Stalin war rachsüchtig und wer gegen ihn war, büsste das früher oder später. Lenin warnte die Genossen vor Stalin. Andererseits ist klar, dass die Strukturen, die zum Stalinismus führten, bereits von Lenin stammten. Ob Lenin wirklich nichts – oder weniger und nur als Mittel zum Zwecke – an persönlicher Macht lag, wissen wir nicht.
Ohne Lenin hätte es Stalin nicht gegeben, ohne Zweifel. Politisch ist die Sache weniger klar. Noch unter der Führung Lenins und Trotzkis wurde die NEP, die neue ökonomische Politik, etabliert. Sie enthielt – wie später in Dengs China – marktwirtschaftliche Elemente. Und verbesserte die Versorgungssituation, weil die Erträge stiegen. Stalin würgte das ab. Der Stalinismus begann erst mit der sogenannten Kollektivierung der Landwirtschaft. Da wurde die traditionelle Dorfstruktur im bäuerlichen Russland völlig zerstört. Mit der Folge neuer Hungersnöte.

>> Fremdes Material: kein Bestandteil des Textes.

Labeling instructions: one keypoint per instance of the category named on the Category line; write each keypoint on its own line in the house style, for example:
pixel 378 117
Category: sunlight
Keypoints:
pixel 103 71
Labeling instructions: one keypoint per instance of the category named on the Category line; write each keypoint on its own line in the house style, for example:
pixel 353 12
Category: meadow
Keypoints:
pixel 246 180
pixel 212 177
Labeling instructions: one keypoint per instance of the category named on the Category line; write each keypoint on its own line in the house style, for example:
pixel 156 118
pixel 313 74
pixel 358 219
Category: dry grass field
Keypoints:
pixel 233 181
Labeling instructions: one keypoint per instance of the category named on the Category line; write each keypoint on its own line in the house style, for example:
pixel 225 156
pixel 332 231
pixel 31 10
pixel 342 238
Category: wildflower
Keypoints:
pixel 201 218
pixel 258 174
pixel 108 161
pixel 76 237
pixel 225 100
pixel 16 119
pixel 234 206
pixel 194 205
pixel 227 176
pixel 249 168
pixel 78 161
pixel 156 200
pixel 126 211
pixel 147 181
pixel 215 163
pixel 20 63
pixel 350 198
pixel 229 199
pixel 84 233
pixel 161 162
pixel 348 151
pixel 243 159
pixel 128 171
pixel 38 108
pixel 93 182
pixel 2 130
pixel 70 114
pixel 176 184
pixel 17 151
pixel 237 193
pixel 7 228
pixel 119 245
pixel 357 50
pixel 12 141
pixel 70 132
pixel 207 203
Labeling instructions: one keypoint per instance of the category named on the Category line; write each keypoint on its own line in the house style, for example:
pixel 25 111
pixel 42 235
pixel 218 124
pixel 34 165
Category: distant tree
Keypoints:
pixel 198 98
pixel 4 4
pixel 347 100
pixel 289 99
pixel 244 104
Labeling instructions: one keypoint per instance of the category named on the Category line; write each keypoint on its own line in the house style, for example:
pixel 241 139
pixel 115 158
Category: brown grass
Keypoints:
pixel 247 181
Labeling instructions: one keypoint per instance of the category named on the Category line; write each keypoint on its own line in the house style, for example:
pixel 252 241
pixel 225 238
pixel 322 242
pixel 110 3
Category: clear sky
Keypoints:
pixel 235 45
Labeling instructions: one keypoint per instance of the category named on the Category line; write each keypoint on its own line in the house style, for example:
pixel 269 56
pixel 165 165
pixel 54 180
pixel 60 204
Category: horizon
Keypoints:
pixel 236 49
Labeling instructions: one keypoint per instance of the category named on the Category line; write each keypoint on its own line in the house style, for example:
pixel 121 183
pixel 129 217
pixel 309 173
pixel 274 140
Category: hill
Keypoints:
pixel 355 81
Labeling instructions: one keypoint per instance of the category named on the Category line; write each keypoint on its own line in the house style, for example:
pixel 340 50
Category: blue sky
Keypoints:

Nach dem Zweiten Weltkrieg wurde das russische Vorbild zum Modell vieler sozialer Experimente. Einige folgten auf Revolutionen, andere auf Kolonialkriege. Man berief sich überall auf Marx – allerdings meist via Lenin. Lange hielt man das Sowjetmodell auch für wirtschaftlich erfolgreicher: der Sputnik-Schock 1957 zum Beispiel oder die Wachstumsraten, welche die westlichen übertrafen – wie heute die von China auch.
Ironischerweise war es Trotzki, der dieses Bonmot 1917 den Sozialrevolutionären und Menschewiki hinterherrief. Marx war als Philosoph ein Mann des 19. Jahrhunderts.
Er glaubte daran, dass die menschliche Entwicklung zu etwas Höherem und Besserem führe. Dass es möglich sein würde, in Frieden mit den Mitmenschen und der Natur zu leben. Einfach deshalb, weil die Industrie es erlauben würde, die Arbeitsbelastung der Menschen so weit zu reduzieren, dass sie ein glücklicheres Leben ohne Not und in Musse verbringen könnten, wenn die notwendige Arbeit einmal geleistet war. Deshalb war Lenin so interessiert daran, das «Gesetz des Kapitalismus» freizulegen. Damit die Menschen einsehen könnten, wie das System funktioniert.
Man darf nicht vergessen, dass alle «Marxisten» der ersten und zweiten Stunde Töchter und Söhne aus mehr oder weniger begüterten, aber sicher bürgerlichen Familien waren. Sie waren Intellektuelle, die wenigsten hatten eine Vorstellung vom Leben der Arbeiter aus erster Hand. Das gilt eigentlich für die meisten «marxistischen Revolutionen»: Fidel Castro war Jurist (Lenin war auch Anwalt), Che Guevara Mediziner, Maos Vater ein mehr oder weniger begüterter Landbesitzer.